Les investisseurs abordent 2026 avec un regard plus pragmatique qu’optimiste, après des années de turbulences. Une combinaison de facteurs structurels, notamment une croissance économique mondiale persistante, les avancées concrètes de l’intelligence artificielle et le retour de la diversification, pourrait favoriser une allocation de capital plus stable à long terme.
Si ces éléments ne garantissent pas des marchés sans heurts ni des gains faciles, ils offrent un fondement solide pour les investissements sur le long terme. L’économie mondiale, bien qu’inégale, continue de croître, selon les prévisions, ce qui stabilise les anticipations de bénéfices et encourage les investissements.
Les États-Unis affichent une résilience surprenante malgré la hausse continue des taux d’intérêt. L’Europe, quant à elle, se relève progressivement de la stagnation, soutenue par des conditions financières plus souples et des investissements publics. En Asie, certaines régions bénéficient de dynamiques démographiques favorables, de la modernisation industrielle et d’une demande intérieure soutenue.
Ce qui compte désormais, ce n’est pas la vitesse de la croissance, mais sa pérennité. Une croissance durable est plus efficace pour soutenir les actions, les obligations sélectionnées et les entreprises ayant une forte exposition internationale qu’une succession de poussées de croissance suivies de replis.
Par ailleurs, la diversification des portefeuilles, longtemps éclipsée par la domination des actifs américains, reprend de l’importance. Les valorisations régionales sont plus équilibrées, et certains segments d’obligations offrent des rendements réels qui n’avaient pas été vus depuis des années. Les matières premières et autres actifs réels gagnent également en intérêt, en raison des tensions géopolitiques et des enjeux liés à la sécurité énergétique.
La politique budgétaire joue un rôle crucial dans cette résilience économique, avec des dépenses massives dans des domaines tels que les infrastructures, la défense, la sécurité énergétique, la résilience des chaînes d’approvisionnement et les politiques industrielles stratégiques. Ces programmes, lancés il y a plusieurs années, commencent à porter leurs fruits, soutenant l’activité économique sans nécessiter une forte consommation ou un endettement excessif.
L’intelligence artificielle (IA) et l’automatisation passent également d’une phase de battage médiatique à une phase de résultats concrets.

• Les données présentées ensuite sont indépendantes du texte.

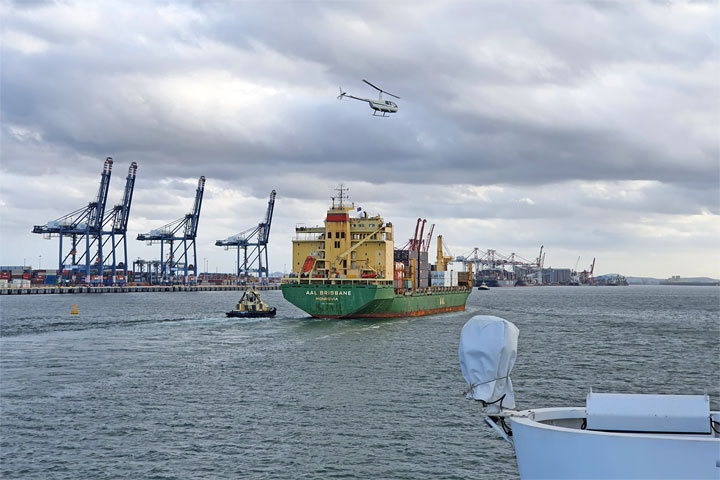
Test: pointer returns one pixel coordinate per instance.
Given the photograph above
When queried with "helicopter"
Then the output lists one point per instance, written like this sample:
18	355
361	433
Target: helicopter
379	105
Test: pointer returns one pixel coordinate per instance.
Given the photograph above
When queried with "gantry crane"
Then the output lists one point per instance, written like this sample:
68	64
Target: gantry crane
256	239
85	227
183	231
115	228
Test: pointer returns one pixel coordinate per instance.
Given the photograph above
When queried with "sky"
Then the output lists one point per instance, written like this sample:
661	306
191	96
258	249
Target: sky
590	128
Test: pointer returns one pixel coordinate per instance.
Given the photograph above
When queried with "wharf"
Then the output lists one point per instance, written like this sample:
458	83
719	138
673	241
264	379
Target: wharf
131	289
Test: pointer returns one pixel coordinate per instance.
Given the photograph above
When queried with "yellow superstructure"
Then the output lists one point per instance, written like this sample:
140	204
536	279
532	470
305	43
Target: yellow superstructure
346	247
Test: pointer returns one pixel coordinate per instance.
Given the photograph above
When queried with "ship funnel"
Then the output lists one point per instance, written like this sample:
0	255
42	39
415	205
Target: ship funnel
487	352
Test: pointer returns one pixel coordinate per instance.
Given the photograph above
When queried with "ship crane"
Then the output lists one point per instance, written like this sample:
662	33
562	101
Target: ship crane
183	231
89	249
255	239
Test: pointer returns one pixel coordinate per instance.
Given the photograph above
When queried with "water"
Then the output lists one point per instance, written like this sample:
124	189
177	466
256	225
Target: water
162	385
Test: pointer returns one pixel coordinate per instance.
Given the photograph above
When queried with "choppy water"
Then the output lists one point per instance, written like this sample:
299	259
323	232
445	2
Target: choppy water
164	386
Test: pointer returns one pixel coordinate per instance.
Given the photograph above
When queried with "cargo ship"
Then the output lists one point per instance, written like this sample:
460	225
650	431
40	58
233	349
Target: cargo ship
349	268
497	277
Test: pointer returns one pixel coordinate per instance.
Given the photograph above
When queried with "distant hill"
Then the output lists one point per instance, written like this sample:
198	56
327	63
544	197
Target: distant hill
643	281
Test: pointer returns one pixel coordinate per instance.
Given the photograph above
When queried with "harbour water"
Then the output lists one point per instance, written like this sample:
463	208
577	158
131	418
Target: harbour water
163	385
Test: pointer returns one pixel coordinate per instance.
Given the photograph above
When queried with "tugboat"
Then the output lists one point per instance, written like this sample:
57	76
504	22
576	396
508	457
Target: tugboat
250	305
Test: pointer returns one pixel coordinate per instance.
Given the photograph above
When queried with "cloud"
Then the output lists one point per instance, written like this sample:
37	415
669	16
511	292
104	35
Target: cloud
518	124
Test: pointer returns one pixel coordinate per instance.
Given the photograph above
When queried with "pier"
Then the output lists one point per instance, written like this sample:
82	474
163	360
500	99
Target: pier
61	290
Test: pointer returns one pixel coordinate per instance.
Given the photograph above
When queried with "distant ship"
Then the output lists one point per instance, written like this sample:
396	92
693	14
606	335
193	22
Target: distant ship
349	268
678	281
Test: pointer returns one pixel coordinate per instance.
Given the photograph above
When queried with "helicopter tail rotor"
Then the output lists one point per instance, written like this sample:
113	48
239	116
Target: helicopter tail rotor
380	89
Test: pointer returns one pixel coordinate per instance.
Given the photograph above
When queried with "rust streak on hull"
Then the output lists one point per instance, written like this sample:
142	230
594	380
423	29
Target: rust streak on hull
415	313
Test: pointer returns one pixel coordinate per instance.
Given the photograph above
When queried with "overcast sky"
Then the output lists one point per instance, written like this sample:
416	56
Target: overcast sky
591	128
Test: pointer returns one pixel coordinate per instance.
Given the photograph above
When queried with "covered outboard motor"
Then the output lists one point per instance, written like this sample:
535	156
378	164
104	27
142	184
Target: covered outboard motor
487	351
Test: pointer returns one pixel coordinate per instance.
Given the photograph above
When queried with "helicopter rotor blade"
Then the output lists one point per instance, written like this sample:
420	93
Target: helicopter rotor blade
380	89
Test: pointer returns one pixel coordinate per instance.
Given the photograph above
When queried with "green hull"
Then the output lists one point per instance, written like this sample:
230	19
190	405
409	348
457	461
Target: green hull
371	300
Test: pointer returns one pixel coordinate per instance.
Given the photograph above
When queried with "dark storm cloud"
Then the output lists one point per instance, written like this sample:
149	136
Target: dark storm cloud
74	96
597	114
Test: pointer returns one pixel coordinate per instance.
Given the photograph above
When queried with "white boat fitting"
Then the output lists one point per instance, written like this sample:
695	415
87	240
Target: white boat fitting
613	436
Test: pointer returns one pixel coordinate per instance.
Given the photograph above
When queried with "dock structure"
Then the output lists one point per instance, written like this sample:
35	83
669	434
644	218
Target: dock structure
65	290
96	238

Les investisseurs se concentrent désormais sur la contribution de ces technologies aux flux de trésorerie, à l’amélioration des marges et aux résultats opérationnels. Les entreprises qui ne peuvent pas démontrer des gains mesurables auront du mal à attirer des capitaux.
L’adoption de l’IA se généralise à de nombreux secteurs, au-delà des géants de la technologie. Les systèmes de santé utilisent l’automatisation pour améliorer les diagnostics, les entreprises de logistique optimisent leurs livraisons, les fabricants améliorent la qualité de leur production et les sociétés de services financiers renforcent la gestion des risques et la conformité.

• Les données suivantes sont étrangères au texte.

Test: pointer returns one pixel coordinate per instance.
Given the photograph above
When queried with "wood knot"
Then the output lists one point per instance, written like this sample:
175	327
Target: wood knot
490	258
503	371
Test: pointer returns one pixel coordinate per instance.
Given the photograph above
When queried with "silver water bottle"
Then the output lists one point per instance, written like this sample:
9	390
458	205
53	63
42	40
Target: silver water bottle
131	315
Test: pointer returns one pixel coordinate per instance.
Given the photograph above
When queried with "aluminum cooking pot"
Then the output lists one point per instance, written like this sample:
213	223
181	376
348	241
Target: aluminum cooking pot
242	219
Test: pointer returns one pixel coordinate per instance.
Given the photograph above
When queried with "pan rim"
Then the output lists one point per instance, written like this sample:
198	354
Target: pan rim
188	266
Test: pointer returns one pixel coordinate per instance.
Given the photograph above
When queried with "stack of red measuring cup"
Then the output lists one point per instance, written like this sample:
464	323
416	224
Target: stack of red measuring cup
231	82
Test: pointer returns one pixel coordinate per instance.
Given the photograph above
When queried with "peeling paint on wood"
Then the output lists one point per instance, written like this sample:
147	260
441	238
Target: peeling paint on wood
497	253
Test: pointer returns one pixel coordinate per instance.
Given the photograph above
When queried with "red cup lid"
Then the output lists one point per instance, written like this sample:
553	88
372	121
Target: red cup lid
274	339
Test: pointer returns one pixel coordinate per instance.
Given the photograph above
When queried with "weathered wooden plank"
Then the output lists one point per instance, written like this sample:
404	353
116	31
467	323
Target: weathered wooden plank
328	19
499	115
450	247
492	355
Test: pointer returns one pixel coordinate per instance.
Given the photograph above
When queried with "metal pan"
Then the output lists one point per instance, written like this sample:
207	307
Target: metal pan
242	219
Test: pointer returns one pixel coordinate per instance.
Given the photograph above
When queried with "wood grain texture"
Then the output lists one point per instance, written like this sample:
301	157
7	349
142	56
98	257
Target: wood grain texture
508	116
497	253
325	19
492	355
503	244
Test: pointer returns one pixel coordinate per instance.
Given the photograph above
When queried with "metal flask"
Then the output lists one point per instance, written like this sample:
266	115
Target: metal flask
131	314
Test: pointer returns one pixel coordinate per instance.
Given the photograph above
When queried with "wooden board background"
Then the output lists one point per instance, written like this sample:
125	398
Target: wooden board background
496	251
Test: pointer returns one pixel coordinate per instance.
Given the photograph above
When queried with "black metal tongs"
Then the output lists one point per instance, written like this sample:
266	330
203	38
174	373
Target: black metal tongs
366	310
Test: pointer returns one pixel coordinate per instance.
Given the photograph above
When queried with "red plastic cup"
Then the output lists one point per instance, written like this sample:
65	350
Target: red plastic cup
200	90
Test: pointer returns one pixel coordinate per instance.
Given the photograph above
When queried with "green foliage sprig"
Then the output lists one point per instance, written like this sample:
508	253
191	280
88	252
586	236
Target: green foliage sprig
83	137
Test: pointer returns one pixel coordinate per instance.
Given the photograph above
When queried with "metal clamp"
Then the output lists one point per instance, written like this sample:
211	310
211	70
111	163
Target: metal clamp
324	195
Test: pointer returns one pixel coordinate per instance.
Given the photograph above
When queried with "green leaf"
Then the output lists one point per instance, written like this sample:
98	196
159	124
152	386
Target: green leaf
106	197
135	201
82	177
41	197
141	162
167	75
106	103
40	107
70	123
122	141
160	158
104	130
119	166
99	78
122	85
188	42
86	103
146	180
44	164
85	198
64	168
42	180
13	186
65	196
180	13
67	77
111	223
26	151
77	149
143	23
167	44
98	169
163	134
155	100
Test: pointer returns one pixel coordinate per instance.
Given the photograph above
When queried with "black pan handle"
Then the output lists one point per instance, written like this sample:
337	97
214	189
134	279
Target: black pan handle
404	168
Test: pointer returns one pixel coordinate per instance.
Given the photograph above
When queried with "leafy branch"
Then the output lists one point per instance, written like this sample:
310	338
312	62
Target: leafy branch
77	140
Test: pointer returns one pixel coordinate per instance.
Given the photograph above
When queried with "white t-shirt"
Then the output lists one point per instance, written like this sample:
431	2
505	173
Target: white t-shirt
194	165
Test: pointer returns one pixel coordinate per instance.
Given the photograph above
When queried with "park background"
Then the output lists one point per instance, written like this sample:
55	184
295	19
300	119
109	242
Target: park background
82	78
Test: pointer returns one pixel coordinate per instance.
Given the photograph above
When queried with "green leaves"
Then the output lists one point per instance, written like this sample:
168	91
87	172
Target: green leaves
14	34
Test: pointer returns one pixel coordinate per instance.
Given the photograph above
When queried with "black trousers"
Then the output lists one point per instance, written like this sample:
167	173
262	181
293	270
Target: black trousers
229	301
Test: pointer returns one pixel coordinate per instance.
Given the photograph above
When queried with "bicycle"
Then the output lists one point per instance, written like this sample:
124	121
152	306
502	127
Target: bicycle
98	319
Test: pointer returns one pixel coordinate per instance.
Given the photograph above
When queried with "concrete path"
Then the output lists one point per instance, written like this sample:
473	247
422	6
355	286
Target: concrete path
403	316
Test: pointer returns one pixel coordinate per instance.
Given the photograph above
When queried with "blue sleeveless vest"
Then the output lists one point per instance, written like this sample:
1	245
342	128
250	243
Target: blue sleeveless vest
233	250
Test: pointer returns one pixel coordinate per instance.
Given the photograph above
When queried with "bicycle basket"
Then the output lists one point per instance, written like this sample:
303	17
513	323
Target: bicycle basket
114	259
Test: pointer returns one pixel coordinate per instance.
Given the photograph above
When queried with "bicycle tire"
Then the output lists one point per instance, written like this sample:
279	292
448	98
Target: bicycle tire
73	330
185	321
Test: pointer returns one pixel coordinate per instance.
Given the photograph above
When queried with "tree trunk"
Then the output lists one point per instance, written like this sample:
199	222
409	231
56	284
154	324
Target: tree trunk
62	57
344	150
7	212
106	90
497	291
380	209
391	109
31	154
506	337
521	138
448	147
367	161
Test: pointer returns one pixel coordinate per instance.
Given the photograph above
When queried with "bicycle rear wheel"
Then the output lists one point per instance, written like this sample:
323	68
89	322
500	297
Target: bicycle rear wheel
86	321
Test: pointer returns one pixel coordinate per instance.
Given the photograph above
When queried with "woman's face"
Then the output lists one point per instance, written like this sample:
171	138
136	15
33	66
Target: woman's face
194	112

Ces améliorations progressives, bien que moins spectaculaires que des percées majeures, s’accumulent et soutiennent la rentabilité sans dépendre de pratiques spéculatives ou d’une politique de prix agressive. La capacité à exécuter est désormais plus importante que le discours, et les marchés sont de plus en plus aptes à faire la distinction.
Enfin, la diversification, en tant que facteur de performance, est de retour. Une exposition plus large aux différentes classes d’actifs, secteurs et régions est essentielle, même si cela implique une plus grande dispersion des résultats. La sélectivité, la discipline et l’analyse fondamentale sont plus importantes que jamais dans ce contexte.

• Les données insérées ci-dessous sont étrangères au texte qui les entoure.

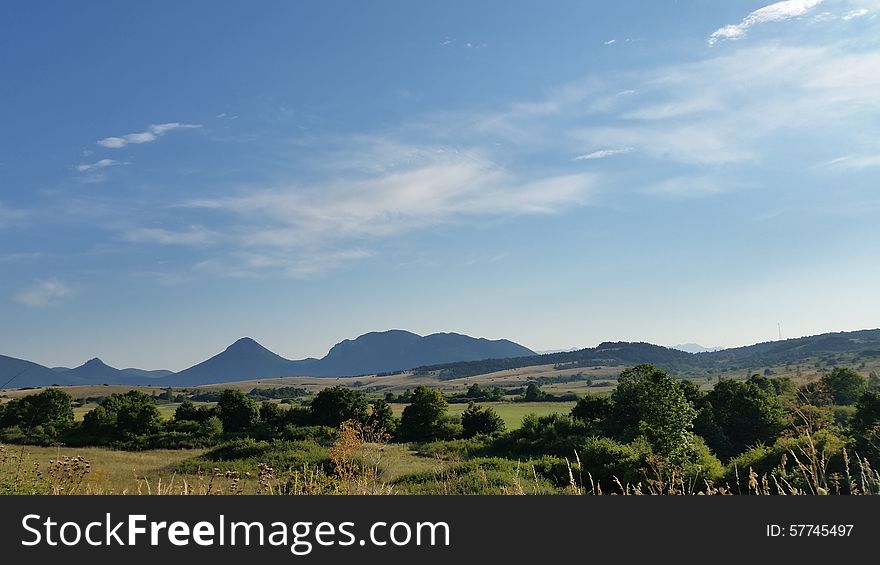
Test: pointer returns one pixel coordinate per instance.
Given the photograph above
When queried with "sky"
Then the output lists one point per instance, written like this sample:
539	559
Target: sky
176	175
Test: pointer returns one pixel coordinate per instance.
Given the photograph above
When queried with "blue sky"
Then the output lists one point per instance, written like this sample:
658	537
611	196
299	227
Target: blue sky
176	175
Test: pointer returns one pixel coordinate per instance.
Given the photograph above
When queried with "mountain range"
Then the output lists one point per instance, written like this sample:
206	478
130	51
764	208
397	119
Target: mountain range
452	356
375	352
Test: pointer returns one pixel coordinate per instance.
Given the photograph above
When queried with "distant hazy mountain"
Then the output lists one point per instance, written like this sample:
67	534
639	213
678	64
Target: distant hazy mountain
451	356
375	352
396	350
95	370
843	348
149	374
26	374
91	372
245	359
695	348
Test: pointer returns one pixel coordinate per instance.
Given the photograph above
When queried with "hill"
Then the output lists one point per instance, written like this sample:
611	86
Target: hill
19	373
374	352
850	348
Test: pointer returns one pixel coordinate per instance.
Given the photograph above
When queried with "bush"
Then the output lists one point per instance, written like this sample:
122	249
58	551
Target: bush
456	449
779	460
337	404
491	475
238	412
425	418
126	420
243	455
554	434
480	420
845	385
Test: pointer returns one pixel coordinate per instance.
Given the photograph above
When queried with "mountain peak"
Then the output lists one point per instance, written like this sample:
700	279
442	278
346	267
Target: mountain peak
245	343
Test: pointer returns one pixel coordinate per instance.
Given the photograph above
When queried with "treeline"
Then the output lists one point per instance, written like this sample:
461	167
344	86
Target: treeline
133	421
652	426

Les taux de change reprennent également de l’importance, car une croissance plus équilibrée à l’échelle mondiale les rend plus sensibles aux variations économiques. Les investisseurs qui ignorent l’exposition aux devises risquent de compromettre leurs gains.
Malgré ces vents favorables, l’incertitude demeure. Les marchés restent exposés à des risques politiques, à des erreurs de politique économique et à des chocs externes. Cependant, ces facteurs offrent une structure solide pour un investissement réfléchi et à long terme. À l’approche de 2026, le réalisme et la discipline sont plus importants que la recherche de la prochaine tendance à la mode.